What Should We Be Asking?

Feburary's Big Question:

What Questions Should We Be Asking?

Does it work?

I mean that on a couple of different levels....
- Does whatever you designed fulfill the objectives? and
- If using a technology solution - is it bug-free and easy for the end user to navigate?

Is this the best we can do?

Is what you've developed (whether it is an eLearning solution, classroom materials, or a hybrid) the best way to teach your objectives given Time, Audience, Resources, and Restrictions? (I think I'll just call these considerations TARR. Maybe I can introduce a new acronym...)

Ask Matthew Nehrling's question to discover more about your organization's TARR requirements.

Is there another cool tool / method that would work better? (notice I did NOT say faster OR cheaper).

Mark Oehlert and Brent Schlenker are my current favorite resources for cool new things to play with.

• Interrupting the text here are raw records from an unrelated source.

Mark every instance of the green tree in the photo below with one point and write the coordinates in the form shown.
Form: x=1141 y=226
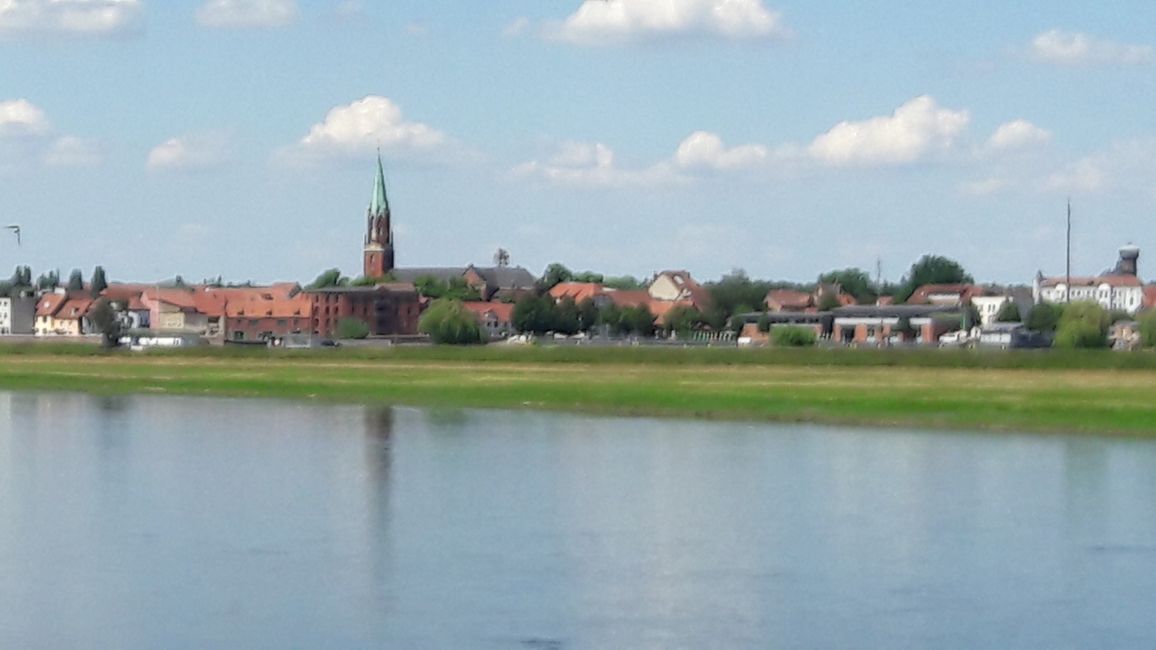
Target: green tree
x=99 y=282
x=328 y=279
x=533 y=315
x=1008 y=314
x=447 y=322
x=567 y=319
x=106 y=322
x=623 y=282
x=793 y=335
x=854 y=281
x=683 y=319
x=49 y=281
x=75 y=280
x=1044 y=317
x=555 y=274
x=587 y=315
x=1083 y=325
x=932 y=270
x=352 y=329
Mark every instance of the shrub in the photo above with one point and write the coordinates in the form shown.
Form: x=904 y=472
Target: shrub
x=352 y=329
x=1148 y=329
x=1082 y=325
x=447 y=322
x=793 y=335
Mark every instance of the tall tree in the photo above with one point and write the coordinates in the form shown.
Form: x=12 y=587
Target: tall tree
x=99 y=282
x=555 y=274
x=854 y=281
x=932 y=270
x=75 y=280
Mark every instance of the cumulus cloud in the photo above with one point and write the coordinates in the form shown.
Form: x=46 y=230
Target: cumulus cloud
x=593 y=164
x=916 y=130
x=81 y=17
x=27 y=135
x=246 y=13
x=189 y=153
x=1075 y=49
x=601 y=21
x=984 y=187
x=69 y=150
x=1017 y=134
x=705 y=150
x=356 y=128
x=20 y=118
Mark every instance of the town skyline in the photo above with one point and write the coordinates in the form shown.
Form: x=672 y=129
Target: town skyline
x=237 y=139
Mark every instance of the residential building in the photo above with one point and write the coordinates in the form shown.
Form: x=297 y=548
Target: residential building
x=387 y=309
x=496 y=318
x=881 y=325
x=1118 y=289
x=17 y=315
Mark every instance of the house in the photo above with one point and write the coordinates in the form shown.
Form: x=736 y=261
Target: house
x=266 y=314
x=63 y=315
x=1120 y=293
x=788 y=300
x=1117 y=289
x=579 y=292
x=881 y=325
x=388 y=309
x=17 y=314
x=496 y=318
x=946 y=295
x=677 y=286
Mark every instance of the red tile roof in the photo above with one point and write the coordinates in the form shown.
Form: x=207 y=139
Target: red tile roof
x=577 y=292
x=502 y=310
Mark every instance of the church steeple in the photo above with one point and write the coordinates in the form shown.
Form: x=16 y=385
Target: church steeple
x=378 y=251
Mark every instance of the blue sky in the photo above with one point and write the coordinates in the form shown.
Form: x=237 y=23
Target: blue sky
x=786 y=138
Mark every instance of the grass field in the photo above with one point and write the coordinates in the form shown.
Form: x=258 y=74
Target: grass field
x=1097 y=392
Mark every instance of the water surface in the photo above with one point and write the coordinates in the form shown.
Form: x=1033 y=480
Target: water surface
x=155 y=522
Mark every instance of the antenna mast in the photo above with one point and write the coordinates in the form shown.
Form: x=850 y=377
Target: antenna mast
x=1067 y=286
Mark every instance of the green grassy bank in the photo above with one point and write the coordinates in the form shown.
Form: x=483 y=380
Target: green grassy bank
x=1097 y=392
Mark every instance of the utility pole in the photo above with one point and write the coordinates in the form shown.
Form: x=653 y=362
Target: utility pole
x=1067 y=285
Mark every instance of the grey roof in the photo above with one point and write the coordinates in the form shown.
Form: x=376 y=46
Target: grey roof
x=439 y=272
x=894 y=310
x=506 y=277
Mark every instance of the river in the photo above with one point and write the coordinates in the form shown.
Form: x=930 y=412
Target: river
x=158 y=522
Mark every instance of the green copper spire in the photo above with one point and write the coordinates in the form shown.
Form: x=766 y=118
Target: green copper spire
x=380 y=202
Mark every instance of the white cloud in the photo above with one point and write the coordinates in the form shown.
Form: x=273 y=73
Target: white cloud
x=592 y=164
x=20 y=118
x=704 y=149
x=984 y=187
x=356 y=128
x=246 y=13
x=516 y=28
x=601 y=21
x=189 y=153
x=916 y=130
x=1074 y=49
x=1017 y=134
x=84 y=17
x=73 y=152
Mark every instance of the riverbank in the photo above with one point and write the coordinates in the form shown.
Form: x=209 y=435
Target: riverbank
x=1095 y=393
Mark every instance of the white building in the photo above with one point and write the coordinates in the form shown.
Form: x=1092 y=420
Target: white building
x=1121 y=293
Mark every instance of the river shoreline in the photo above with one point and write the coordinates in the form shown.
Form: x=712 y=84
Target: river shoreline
x=963 y=392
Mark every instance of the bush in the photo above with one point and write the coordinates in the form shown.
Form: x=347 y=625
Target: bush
x=1082 y=325
x=447 y=322
x=352 y=329
x=1148 y=329
x=793 y=335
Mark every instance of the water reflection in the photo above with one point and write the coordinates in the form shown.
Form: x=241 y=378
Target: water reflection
x=158 y=522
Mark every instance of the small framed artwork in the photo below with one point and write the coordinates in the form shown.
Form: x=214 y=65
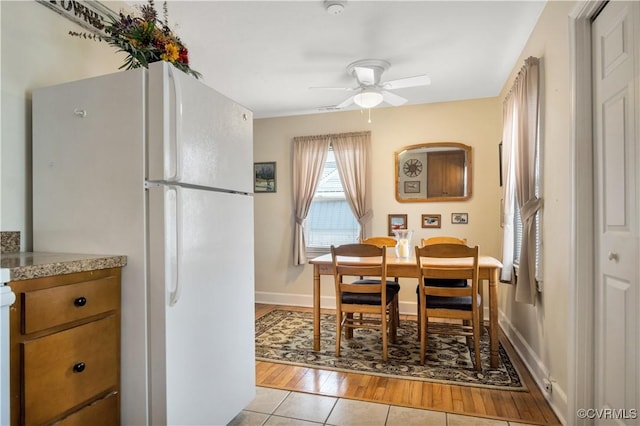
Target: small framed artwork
x=397 y=221
x=459 y=218
x=412 y=187
x=431 y=221
x=264 y=177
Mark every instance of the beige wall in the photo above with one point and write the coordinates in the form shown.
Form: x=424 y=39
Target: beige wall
x=472 y=122
x=36 y=51
x=541 y=333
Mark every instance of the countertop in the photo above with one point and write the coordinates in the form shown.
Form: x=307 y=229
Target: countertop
x=28 y=265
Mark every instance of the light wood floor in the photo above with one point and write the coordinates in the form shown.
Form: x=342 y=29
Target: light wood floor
x=526 y=407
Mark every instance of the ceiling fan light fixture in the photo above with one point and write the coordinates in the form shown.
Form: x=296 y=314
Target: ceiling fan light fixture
x=368 y=99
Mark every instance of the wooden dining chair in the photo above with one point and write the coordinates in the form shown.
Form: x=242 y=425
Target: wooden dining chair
x=440 y=282
x=373 y=300
x=395 y=284
x=449 y=303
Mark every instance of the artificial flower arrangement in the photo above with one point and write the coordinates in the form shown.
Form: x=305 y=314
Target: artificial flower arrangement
x=145 y=39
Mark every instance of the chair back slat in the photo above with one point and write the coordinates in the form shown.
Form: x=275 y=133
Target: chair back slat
x=449 y=302
x=443 y=240
x=380 y=241
x=373 y=300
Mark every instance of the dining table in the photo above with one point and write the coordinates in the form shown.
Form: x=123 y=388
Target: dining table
x=406 y=267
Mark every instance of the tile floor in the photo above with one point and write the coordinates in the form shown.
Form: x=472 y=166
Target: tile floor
x=281 y=407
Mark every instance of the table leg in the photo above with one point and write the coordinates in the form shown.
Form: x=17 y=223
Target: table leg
x=316 y=307
x=493 y=317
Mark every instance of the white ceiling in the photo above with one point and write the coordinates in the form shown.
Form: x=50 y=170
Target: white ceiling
x=266 y=54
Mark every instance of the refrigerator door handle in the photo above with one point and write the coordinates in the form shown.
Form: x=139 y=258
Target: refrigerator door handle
x=173 y=224
x=173 y=152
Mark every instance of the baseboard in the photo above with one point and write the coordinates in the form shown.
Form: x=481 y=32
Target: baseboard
x=557 y=398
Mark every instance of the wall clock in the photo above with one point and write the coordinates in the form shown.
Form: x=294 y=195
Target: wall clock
x=412 y=167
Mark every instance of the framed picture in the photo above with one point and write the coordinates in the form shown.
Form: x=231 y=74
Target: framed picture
x=264 y=177
x=412 y=187
x=459 y=218
x=397 y=221
x=431 y=221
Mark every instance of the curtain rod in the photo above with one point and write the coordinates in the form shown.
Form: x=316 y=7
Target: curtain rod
x=333 y=135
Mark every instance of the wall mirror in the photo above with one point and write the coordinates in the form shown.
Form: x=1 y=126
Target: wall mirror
x=439 y=171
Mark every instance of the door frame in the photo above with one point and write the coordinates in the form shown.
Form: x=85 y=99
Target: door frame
x=581 y=353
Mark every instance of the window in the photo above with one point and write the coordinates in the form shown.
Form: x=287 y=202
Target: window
x=330 y=219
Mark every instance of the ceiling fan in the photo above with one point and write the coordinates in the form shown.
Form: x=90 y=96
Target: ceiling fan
x=370 y=90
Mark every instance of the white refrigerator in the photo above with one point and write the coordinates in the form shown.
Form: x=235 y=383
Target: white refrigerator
x=157 y=166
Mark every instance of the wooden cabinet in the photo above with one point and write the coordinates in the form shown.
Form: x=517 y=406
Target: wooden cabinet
x=65 y=349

I agree with Clark Quinn's eloquent assessment in his answer:

One of the things I keep seeing is that people are focusing on elearning tactics, while not considering how those tactics fit into a strategy. If you’re asking about how to better support conversations, you should make sure that you’ve got a culture that ensures sharing. If you’re asking about creating portals, you should ensure that your instructional design is up to scratch.

So I guess my short answer is that your first question should be if you know where you’re going, and if you do, you should be asking questions about the next step along the path. If you don’t know where you’re going, it doesn’t matter what you ask!